From left, Caswell park ranger Joel Memmer and camp ground host Debra Moore are welcoming Tachi Yokuts at the state park on Thursday, May 16, at 11 a.m. in the picnic area.

VINCE REMBULAT/The Bulletin


POSTED May 9, 2013 1:15 a.m.

Debra Moore recently worked at Indian Grinding Rock State Historic Park.

It was there at Pine Grove – located 12 miles outside of Jackson along Highway 88 – that her interest grew on the culture and history of the various Native American tribes.

Amply named Grinding Rock, the park has the largest collection of bedrock mortars in the state.

Moore, who wants to educate the locals on Native American heritage and culture, is currently the campground host at Caswell Memorial State Park just outside of Ripon.

She’s been there for the past four years, and was well aware of the tribes – specifically, the Mi-woks and Tachi Yokuts – that once lived along this part of the Stanislaus River.

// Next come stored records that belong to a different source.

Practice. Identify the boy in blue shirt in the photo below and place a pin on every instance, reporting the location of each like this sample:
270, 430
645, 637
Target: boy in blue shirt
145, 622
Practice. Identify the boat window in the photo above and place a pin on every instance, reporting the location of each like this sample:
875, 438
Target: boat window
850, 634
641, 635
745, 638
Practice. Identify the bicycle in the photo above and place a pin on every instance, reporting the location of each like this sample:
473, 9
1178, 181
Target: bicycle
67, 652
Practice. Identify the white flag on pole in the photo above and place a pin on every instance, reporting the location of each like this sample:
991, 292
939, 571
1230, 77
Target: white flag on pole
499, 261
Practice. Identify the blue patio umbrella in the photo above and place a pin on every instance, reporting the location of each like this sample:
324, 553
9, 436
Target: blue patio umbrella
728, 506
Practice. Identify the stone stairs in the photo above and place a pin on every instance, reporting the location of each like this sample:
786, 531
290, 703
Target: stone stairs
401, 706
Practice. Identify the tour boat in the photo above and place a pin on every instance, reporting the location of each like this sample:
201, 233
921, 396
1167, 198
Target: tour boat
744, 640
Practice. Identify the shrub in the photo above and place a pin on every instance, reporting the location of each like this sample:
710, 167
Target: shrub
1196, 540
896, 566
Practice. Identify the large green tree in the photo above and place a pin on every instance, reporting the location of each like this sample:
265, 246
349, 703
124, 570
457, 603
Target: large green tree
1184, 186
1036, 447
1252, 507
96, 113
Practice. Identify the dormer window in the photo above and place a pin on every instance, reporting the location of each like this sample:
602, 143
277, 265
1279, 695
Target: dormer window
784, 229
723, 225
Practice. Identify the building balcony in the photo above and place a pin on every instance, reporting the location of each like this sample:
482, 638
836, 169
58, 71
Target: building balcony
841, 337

“They still exist,” Moore said of the Tachi Yokuts on Wednesday.

She’s invited Lalo Franco, who is the cultural heritage director for the Santa Rosa Rancheria Cultural and Historical Preservation Department in Lemoore, to share his heritage at the Thursday, May 16, 11 a.m. free event at Caswell.

“We’re trying to bring history (of the Native Americans) back to the park,” Moore said.

Franco and few others – included are two elders – will educate folks on the cultural ways and values of the Tachi Yokuts.

“We believe that we have inherited from our ancestors a special relationship to our land that we need to honor and protect for our future generations,” according to Franco in his tribe mission statement.

Moore said that Mi-woks and Tachi Yokuts were among the 100,000 tribes found throughout the state dating back to the early 1800s.

“Where are they now?” she asked.

By the early 1930s, the Tachi Yokuts from along the Stanislaus River had been displaced to Lemoore, said Moore, who has been at Caswell for the past four years.

“I always say there are three sides to history – his side, her side, and their side. I want to go to the source,” she said of her Tachi Yokuts guests.

They’ll return to their once proud home – Caswell – to share their history and heritage come next week. “They’ll show 10 to 20 students how to make (Native American) gourd rattles,” she added.

In addition, Joel Memmer, who is in his first year as the park ranger, noted that the sharing of Native American heritage is part of the Caswell education experience.

“We also bring in schools for tours in the summer,” he said.